Another data structure we could use to represent the edges in a graph is called an adjacency matrix. In this data structure, we have a two dimensional array of size \(N \times N\) (where \(N\) is the number of vertices), which contains boolean values (usually). The entry \((i, j)\) in this matrix is true when there is an edge from \(i\) to \(j\), and false when no such edge exists. Thus, each vertex has a row and a column in the matrix, and the boolean values in that row/column represent the existence of outgoing/incoming edges to/from each other vertex.

The adjacency matrix that represents the above graph looks like this:

adjacency-matrix

If our above graph was undirected (i.e. for every edge between two vertices, there is another edge pointing the other way), what will this matrix will look like? Considering drawing out the matrix to look for patterns.

Discussion: Representation

A third data structure we could use to represent a graph is simply an extension of the linked nodes idea. We can create a Vertex object for each vertex in the graph, and each of Vertex will contain pointers to the Vertex objects of their neighbors. This may seem like the most straightforward approach: aren’t the adjacency list and adjacency matrix roundabout in comparison? Think about the following questions - feel free to consult with the students or TA in your lab!

Why might the adjacency list or adjacency matrix might be preferred for a graph? Consider the runtime of our desired graph operations.
Additionally, we could also represent a tree using an adjacency matrix or list. Why might an adjacency list or adjacency matrix not be preferred for a tree?
Now, which is generally more efficient: an adjacency matrix or an array of adjacency lists?

Exercise: `Graph.java`

We have given you framework code for a class Graph. It implements a graph of integers using adjacency lists.

Understand the provided code for the nested Edge class, then implement the following methods:

public void addEdge(int v1, int v2, int weight);
public void addUndirectedEdge(int v1, int v2, int weight);
public boolean isAdjacent(int from, int to);
public List<Integer> neighbors(int v);
public int inDegree(int v);

Graph Traversals

Earlier in the course, we used the general traversal algorithm to process all elements of a tree:

Stack<TreeNode> fringe = new Stack<>();
fringe.push(root);

while (!fringe.isEmpty()) {
    TreeNode node = fringe.pop();
    process(node);
    fringe.push(node.right);
    fringe.push(node.left);
}

The code above processes the tree’s values in depth-first order (DFS, specifically pre-order). If we wanted a breadth-first traversal of a tree, we’d replace the Stack with a queue (such as a LinkedList).

Now, how would we modify this algorithm to traverse a graph?

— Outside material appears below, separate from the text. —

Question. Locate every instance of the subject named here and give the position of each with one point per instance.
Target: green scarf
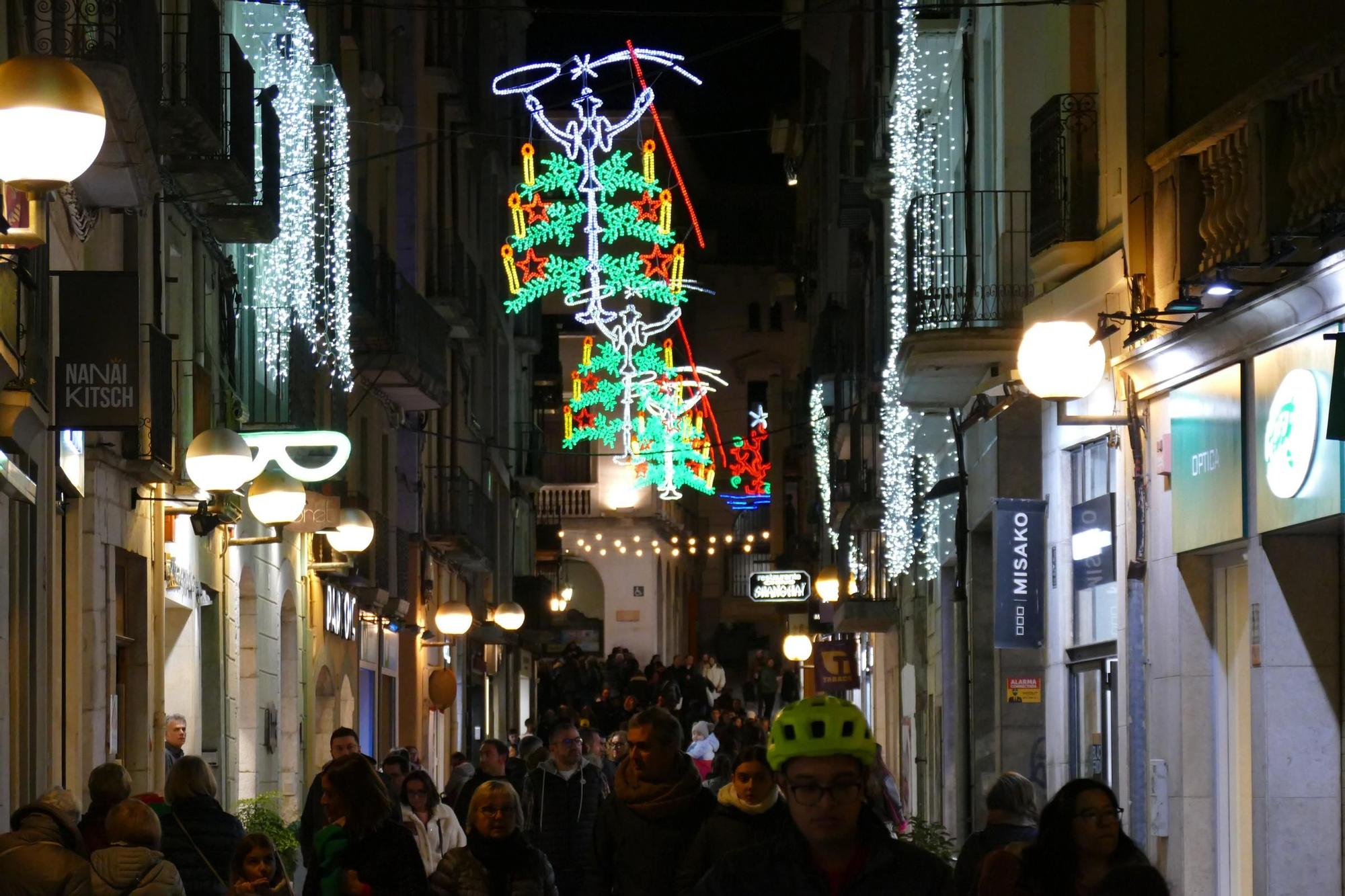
(658, 799)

Analogous code to process every vertex in a connected graph may look something like:

Stack<Vertex> fringe = new Stack<>();
fringe.push(startVertex);

while (!fringe.isEmpty()) {
    Vertex v = fringe.pop();
    process(v);
    for (Vertex neighbor: v.neighbors) {
        fringe.push(neighbor);
    }
}

However, this doesn’t quite work. Unlike trees, a graph may contain a cycle of vertices and as a result, the code may loop infinitely.

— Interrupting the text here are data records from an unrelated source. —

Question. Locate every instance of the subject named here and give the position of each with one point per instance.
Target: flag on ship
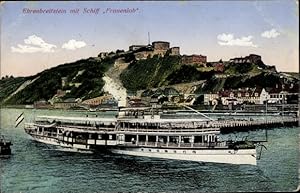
(19, 119)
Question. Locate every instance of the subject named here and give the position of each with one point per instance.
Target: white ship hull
(61, 146)
(227, 156)
(243, 156)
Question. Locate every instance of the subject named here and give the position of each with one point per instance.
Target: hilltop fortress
(159, 48)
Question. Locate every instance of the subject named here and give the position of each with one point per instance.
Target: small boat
(4, 146)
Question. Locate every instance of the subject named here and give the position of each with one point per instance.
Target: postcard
(149, 96)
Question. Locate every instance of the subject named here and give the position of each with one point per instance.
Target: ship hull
(226, 156)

We don’t want to process the same vertex more than once, so the fix is to keep track of vertices that we’ve visited already. Here is the correct pseudocode for graph traversal:

Stack<Vertex> fringe = new Stack<>();
HashSet<Vertex> visited = new HashSet<>();
fringe.push(startVertex);

while (!fringe.isEmpty()) {
    Vertex v = fringe.pop();
    if (!visited.contains(v)) { // prevents us from revisiting a node
        process(v);
        visited.add(v);
        for (Vertex neighbor: v.neighbors) {
            fringe.push(neighbor);
        }
    }
}

Discussion: A Graph Traversal Modification

Instead of checking that the popped vertex v is not yet visited, suppose we do this check before adding some neighbor to the fringe. The body of the while loop would then look like the below:

Vertex v = fringe.pop();
process(v);
for (Vertex neighbor: v.neighbors) {
    if (!visited.contains(neighbor)) {
        fringe.push(neighbor);
        visited.add(neighbor);
    }  
}

Would this change work?

Answer:

Yes, this would work (although it is convention to check that the popped vertex is not yet visited).

Exercise: Practice Graph Traversal

Suppose we are using the graph traversal code from the last example, copied below:

Stack<Vertex> fringe = new Stack<>();
HashSet<Vertex> visited = new HashSet<>();
fringe.push(startVertex);

while (!fringe.isEmpty()) {
    Vertex v = fringe.pop();
    if (!visited.contains(v)) {
        process(v);
        visited.add(v);
        for (Vertex neighbor: v.neighbors) {
            fringe.push(neighbor);
        }
    }
}

Given the above graph, determine the order in which the nodes are visited if you start at vertices 1 through 5. Break ties by defaulting to the smaller vertex number first (ie. if a node has multiple neighbors, visit its lowest number neighbor first). In other words, fill in the table below:

Starting vertex	Order of visiting remaining vertices
1
2
3
4
5

Answers for Practicing Graph Traversal:

Starting vertex	Order of visiting remaining vertices
1	3, 4, 2, 5, 7, 6, 9, 8, 10
2	4, 3, 1, 6, 7, 5, 8, 9, 10
3	1, 4, 2, 5, 7, 6, 9, 8, 10
4	2, 5, 7, 3, 1, 6, 9, 8, 10
5	2, 4, 3, 1, 6, 7, 8, 9, 10

Read the code: `DFSIterator`

Read through the DFSIterator inner class and understand the code. As its name suggests, it iterates through all of the vertices in the graph in DFS order, starting from a vertex that is passed in as an argument.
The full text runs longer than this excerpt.